Joe Bedlow
- Born: Joseph Bedlow 29 March 2002 (age 24) Bury, England
- Height: 1.88 m (6 ft 2 in)
- Weight: 97 kg (15 st 4 lb)
- School: Myerscough College
- Notable relative: Sam Bedlow (brother)

Rugby union career
- Position: Centre

Senior career
- Years: Team / Apps / (Points)
- 2021–: Sale Sharks / 12 / (0)
- 2023–2024: → Doncaster Knights (loan) / 20 / (5)
- 2024–: → Caldy (loan) / 4 / (0)
- Correct as of 10 December 2024

= Joe Bedlow =

English rugby union player

Joe Bedlow (born 29 March 2002) is an English rugby union player who plays for Sale Sharks in the Gallagher Premiership.

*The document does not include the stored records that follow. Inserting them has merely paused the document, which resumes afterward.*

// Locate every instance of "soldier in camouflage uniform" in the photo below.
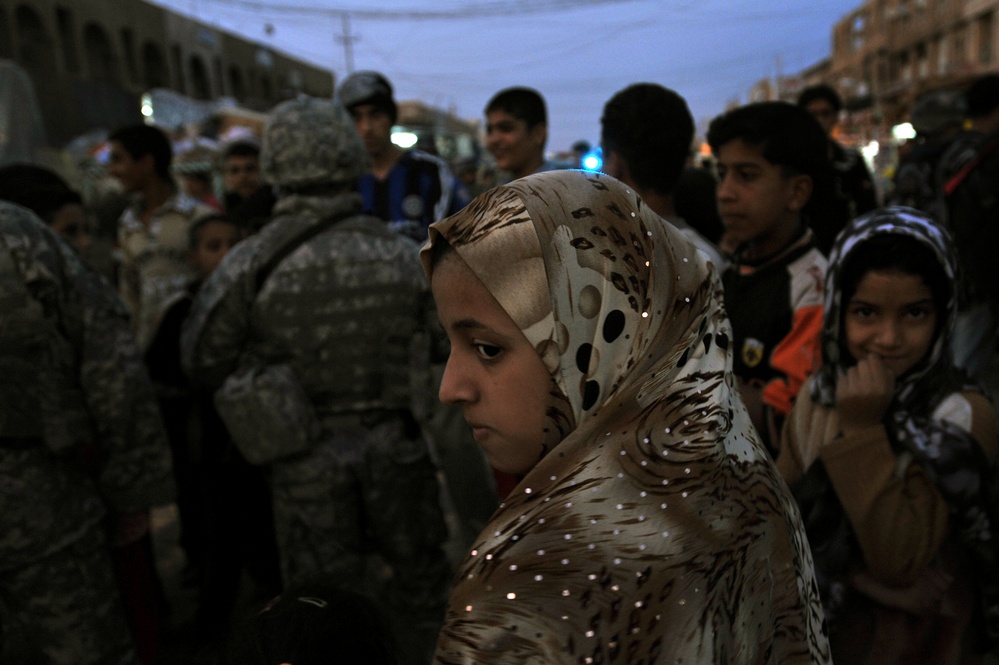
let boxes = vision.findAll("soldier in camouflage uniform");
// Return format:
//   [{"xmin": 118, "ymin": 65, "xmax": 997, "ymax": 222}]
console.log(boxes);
[
  {"xmin": 181, "ymin": 96, "xmax": 452, "ymax": 664},
  {"xmin": 0, "ymin": 202, "xmax": 174, "ymax": 664}
]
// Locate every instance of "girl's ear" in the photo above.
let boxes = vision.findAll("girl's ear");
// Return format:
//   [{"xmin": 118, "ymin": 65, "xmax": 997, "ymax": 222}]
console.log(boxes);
[{"xmin": 786, "ymin": 174, "xmax": 813, "ymax": 212}]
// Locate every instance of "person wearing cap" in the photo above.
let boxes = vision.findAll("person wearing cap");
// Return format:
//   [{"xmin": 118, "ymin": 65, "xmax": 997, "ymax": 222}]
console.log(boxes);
[
  {"xmin": 338, "ymin": 70, "xmax": 468, "ymax": 242},
  {"xmin": 797, "ymin": 84, "xmax": 879, "ymax": 255},
  {"xmin": 181, "ymin": 96, "xmax": 452, "ymax": 665}
]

Bedlow joined Sale Sharks academy straight from Myerscough College from a young age. His older brother Sam Bedlow also played for Sale Sharks and Bristol Bears in the Premiership. Bedlow first appeared for Sale in a Premiership Rugby Cup fixture against Newcastle Falcons at the AJ Bell Stadium in November 2021.

On 26 July 2023, Bedlow would join Doncaster Knights in the RFU Championship on a season-long loan for the 2023–24 season. He made his Doncaster debut against Championship rivals Ealing Trailfinders in another Premiership Rugby Cup fixture.

He has returned to Sale for the 2024–25 season, while also on loan for another Championship side Caldy where he made his first appearance against rivals Ampthill in the Championship in October 2024.